Although the Cayman courts have long-recognised that English common law was received into these Islands no later than 1865, such that Houldsworth cannot possibly have formed part of Cayman Islands common law, it is nonetheless common for English decisions since 1865, particularly at an appellate level, to be treated as persuasive and be followed by the Cayman courts, at least where there are no clear reasons to do otherwise. Doyle J thus considered in detail the judicial and academic treatment which the Rule in Houldsworth has received over time in England and various Commonwealth jurisdictions.

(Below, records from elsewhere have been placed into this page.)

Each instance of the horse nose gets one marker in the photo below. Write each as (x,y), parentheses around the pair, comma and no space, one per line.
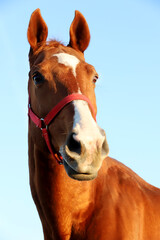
(74,145)
(78,146)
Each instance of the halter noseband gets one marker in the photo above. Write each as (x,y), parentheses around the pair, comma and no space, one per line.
(43,123)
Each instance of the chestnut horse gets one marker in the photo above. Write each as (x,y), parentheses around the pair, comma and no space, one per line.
(79,192)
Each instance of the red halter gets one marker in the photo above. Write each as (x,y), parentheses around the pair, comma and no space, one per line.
(43,123)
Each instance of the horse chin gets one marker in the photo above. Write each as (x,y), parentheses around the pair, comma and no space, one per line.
(78,176)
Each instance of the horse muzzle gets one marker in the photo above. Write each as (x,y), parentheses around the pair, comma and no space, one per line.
(83,157)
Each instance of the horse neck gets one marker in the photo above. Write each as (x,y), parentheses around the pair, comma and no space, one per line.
(53,183)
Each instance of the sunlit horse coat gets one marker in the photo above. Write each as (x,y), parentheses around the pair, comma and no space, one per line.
(115,204)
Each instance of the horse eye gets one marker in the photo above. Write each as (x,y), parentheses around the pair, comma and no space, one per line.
(37,78)
(95,78)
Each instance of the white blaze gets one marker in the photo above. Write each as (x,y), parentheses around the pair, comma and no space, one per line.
(68,60)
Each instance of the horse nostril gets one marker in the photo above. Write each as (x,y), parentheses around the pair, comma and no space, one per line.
(73,144)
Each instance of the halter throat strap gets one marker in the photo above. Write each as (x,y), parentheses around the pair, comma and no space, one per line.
(43,123)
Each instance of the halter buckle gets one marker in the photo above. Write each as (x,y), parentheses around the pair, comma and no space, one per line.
(43,125)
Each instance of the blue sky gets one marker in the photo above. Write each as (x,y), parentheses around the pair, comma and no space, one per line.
(125,50)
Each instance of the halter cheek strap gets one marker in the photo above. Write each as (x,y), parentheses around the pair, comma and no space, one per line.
(43,123)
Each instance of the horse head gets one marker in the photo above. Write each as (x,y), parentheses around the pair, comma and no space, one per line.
(57,71)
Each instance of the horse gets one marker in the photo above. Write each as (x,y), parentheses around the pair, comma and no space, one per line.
(80,192)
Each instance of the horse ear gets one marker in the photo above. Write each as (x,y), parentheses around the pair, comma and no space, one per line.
(37,29)
(79,33)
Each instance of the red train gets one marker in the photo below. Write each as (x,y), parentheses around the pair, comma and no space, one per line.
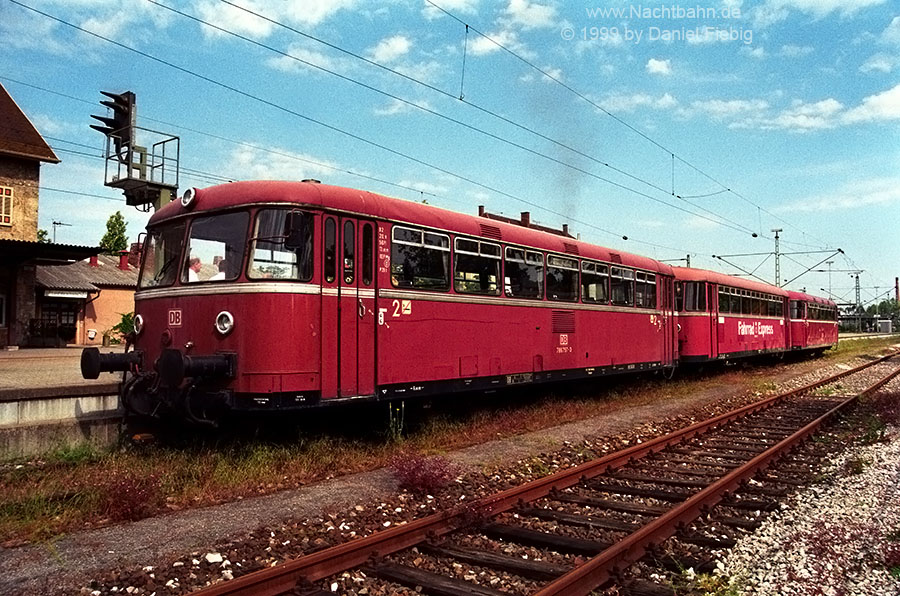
(282,295)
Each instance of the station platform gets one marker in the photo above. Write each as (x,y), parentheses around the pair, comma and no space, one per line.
(35,368)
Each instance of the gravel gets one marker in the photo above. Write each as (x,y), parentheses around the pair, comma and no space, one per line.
(152,566)
(835,538)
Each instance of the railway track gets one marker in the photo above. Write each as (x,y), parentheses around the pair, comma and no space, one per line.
(667,502)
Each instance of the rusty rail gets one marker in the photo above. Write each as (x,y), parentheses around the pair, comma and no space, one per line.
(316,566)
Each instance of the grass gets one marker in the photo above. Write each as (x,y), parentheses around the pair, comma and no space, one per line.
(75,487)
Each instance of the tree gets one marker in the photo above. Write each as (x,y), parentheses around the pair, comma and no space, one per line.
(115,239)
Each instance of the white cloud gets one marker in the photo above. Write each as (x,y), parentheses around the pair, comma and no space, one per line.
(776,11)
(803,116)
(451,6)
(291,12)
(661,67)
(395,106)
(296,53)
(234,19)
(481,46)
(880,107)
(855,195)
(793,51)
(46,125)
(531,76)
(719,109)
(891,34)
(390,48)
(247,163)
(758,52)
(629,103)
(426,187)
(799,116)
(880,62)
(531,15)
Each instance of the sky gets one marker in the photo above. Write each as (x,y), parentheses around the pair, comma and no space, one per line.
(661,129)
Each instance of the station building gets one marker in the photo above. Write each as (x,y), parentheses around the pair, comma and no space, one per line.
(22,153)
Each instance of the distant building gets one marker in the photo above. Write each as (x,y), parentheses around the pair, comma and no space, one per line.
(79,303)
(22,151)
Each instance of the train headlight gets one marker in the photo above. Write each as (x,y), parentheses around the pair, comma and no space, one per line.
(189,198)
(224,322)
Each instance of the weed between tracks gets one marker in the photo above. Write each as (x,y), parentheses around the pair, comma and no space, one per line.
(84,486)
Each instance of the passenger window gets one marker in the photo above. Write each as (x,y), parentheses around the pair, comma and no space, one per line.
(476,267)
(724,300)
(622,286)
(368,253)
(735,301)
(594,283)
(330,250)
(420,259)
(562,279)
(524,271)
(694,296)
(349,251)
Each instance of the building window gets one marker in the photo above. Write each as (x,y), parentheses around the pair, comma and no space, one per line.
(5,206)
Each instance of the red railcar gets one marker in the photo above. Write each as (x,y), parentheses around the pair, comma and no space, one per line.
(813,322)
(278,295)
(723,317)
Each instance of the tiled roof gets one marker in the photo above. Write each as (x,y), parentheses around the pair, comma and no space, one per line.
(81,276)
(18,136)
(18,251)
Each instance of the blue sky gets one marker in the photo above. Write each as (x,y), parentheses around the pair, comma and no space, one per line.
(779,114)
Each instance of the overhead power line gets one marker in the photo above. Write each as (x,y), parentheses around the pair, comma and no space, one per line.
(596,105)
(325,125)
(716,218)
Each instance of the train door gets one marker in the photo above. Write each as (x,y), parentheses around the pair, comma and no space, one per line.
(670,338)
(348,297)
(712,303)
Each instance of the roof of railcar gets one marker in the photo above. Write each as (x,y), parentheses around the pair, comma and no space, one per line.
(810,298)
(689,274)
(368,204)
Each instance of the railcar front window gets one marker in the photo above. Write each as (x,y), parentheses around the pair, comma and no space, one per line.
(161,256)
(524,273)
(645,290)
(270,258)
(562,279)
(215,247)
(420,259)
(622,289)
(476,267)
(594,283)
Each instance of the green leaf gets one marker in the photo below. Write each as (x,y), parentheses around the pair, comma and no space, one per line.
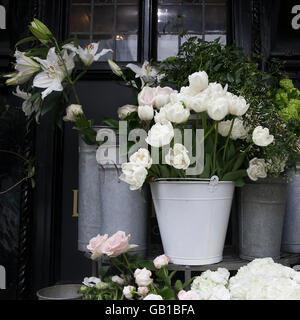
(111,122)
(178,285)
(167,293)
(25,40)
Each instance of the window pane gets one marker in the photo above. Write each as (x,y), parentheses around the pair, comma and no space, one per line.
(167,46)
(80,19)
(212,37)
(103,18)
(126,48)
(215,18)
(127,19)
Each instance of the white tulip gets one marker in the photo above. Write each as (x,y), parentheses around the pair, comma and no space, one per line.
(147,96)
(160,135)
(161,116)
(178,157)
(261,136)
(257,169)
(73,111)
(143,277)
(198,81)
(128,292)
(134,175)
(218,109)
(126,110)
(238,129)
(237,105)
(146,112)
(142,158)
(118,280)
(177,113)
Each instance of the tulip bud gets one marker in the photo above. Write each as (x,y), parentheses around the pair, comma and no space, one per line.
(40,31)
(115,68)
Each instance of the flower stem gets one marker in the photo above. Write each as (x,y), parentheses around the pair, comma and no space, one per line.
(204,125)
(215,147)
(127,263)
(228,137)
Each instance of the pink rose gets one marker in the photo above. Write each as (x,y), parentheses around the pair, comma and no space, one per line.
(117,244)
(146,96)
(188,295)
(96,246)
(161,261)
(162,96)
(143,277)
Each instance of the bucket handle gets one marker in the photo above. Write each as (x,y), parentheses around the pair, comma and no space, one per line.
(213,183)
(101,167)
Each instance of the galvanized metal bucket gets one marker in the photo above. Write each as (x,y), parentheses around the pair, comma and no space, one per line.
(193,217)
(261,213)
(106,204)
(60,292)
(291,227)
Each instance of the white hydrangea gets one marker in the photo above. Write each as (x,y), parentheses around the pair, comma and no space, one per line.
(263,279)
(211,285)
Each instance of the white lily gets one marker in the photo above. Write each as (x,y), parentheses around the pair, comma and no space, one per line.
(25,68)
(54,71)
(147,73)
(29,107)
(89,54)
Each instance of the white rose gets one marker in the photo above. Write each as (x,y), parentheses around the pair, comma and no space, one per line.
(161,116)
(261,136)
(118,280)
(160,135)
(134,175)
(218,109)
(161,261)
(176,112)
(162,96)
(142,158)
(153,297)
(147,96)
(257,169)
(143,277)
(73,111)
(198,80)
(237,105)
(146,112)
(178,157)
(126,110)
(238,129)
(143,291)
(128,292)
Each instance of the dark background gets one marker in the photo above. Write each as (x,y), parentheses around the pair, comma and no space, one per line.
(38,233)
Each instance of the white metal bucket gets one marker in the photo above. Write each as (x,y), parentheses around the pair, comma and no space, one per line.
(193,218)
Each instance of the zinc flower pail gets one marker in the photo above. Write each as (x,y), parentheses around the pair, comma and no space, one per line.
(260,218)
(193,218)
(291,226)
(106,204)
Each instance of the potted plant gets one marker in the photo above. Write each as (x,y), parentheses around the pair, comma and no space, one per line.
(46,75)
(287,99)
(191,198)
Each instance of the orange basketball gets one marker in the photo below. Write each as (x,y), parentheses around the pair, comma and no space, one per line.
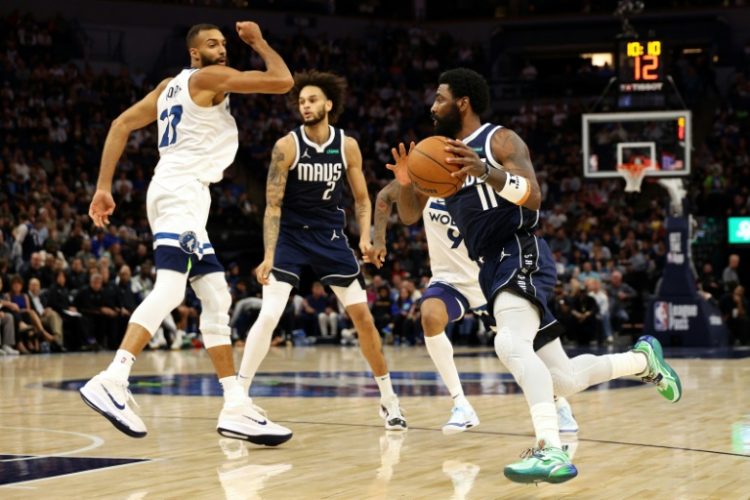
(429,173)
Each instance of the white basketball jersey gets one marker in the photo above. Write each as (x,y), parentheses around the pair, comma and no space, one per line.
(195,142)
(449,259)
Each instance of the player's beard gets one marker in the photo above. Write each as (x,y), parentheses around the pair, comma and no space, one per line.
(450,124)
(311,122)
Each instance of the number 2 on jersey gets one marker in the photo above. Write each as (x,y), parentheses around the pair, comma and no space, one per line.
(173,116)
(327,192)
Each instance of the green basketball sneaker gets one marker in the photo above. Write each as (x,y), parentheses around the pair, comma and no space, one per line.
(551,465)
(658,372)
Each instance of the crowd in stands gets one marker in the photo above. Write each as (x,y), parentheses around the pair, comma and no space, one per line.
(66,285)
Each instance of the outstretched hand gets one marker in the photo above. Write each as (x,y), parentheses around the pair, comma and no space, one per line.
(466,158)
(101,207)
(376,255)
(249,32)
(263,272)
(400,168)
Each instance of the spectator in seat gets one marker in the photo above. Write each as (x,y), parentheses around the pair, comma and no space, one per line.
(621,296)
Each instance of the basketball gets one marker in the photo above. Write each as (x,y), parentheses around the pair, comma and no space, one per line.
(429,172)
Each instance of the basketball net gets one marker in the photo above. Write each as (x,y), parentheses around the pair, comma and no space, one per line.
(633,173)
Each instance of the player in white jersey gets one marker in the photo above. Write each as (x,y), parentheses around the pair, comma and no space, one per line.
(453,290)
(197,140)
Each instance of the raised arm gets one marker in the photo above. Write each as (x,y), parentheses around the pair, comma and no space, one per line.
(276,79)
(358,185)
(281,159)
(136,116)
(516,181)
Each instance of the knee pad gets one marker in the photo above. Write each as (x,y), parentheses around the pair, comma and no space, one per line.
(213,292)
(511,351)
(350,295)
(168,294)
(565,383)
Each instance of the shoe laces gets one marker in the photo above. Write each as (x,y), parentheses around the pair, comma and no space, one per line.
(259,409)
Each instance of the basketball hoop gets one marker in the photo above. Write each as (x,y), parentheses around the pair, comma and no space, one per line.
(633,173)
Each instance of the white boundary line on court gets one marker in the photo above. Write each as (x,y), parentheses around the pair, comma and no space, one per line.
(96,442)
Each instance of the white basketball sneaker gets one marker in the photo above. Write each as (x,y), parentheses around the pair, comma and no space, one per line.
(463,417)
(250,423)
(565,419)
(391,412)
(112,398)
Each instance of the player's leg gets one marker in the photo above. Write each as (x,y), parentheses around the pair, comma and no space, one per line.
(518,322)
(238,418)
(258,341)
(645,360)
(354,299)
(108,393)
(440,305)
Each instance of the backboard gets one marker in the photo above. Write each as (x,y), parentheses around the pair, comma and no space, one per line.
(659,140)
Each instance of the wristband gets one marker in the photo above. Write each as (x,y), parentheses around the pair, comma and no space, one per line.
(485,175)
(516,189)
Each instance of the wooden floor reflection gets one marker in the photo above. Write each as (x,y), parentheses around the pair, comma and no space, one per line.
(632,443)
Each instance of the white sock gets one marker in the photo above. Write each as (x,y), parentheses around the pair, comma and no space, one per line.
(384,384)
(544,418)
(233,393)
(119,368)
(627,363)
(441,351)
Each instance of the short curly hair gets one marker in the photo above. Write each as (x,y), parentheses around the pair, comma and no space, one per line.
(333,87)
(465,82)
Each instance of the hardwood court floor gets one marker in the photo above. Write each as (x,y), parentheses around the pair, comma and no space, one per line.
(632,443)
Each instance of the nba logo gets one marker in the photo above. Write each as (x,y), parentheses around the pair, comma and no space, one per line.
(661,316)
(188,242)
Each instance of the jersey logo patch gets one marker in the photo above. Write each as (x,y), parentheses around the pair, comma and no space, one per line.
(188,242)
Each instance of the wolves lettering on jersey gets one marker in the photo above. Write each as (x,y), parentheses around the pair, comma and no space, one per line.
(195,142)
(486,220)
(449,260)
(315,183)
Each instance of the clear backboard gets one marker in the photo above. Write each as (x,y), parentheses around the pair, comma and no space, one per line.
(657,143)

Doyle J observed inter alia that the Rule in Houldsworth has been overridden by statute in the UK, other courts across the Commonwealth have declined to follow it, and it has attracted criticism from various quarters. Moreover, the Judge considered that to apply the Rule in Houldsworth would be to introduce an inappropriate restriction on the breadth of section 139(1) of the Companies Act, which prescribes what debts will be admissible to proof against the company in liquidation. He thus firmly declined to do so.

The secondary issue which the Court then had to decide was how such claims would rank in the liquidation, and Doyle J concluded that they would rank as unsecured debts of the company.

Re HQP thus represents a very significant development under Cayman Islands law for unredeemed investor shareholders who have been the victims of a fraud. It immediately brings to mind Ponzi scheme cases (e.g. DD Growth Premium 2x Fund 3 and Weavering Macro Fixed Income Fund 4), which inherently involve balance sheet insolvency – since, although an unredeemed investor will have no interest in such a liquidation as shareholder, it may well be able to articulate a sound misrepresentation claim, in which case its failure to redeem before the liquidation commenced will not necessarily mean it is left behind to bear the full brunt of the fraud (a position that some forcefully argue is inequitable). It may instead be entitled to share in any distribution from the liquidation as an unsecured creditor in respect of that claim.

Footnotes

1. (unrep. 7 July 2023).

2. (1880) 5 App Cas. 317.

3. Appleby acted for the liquidators of the Fund in [2014] 2 CILR 316 (GC); [2015] 2 CILR 141 (CICA); [2017] 2 CILR 739 (PC).

4. Appleby acted for numerous custodians in their defence of voidable preference claims pursued by the Weavering liquidators.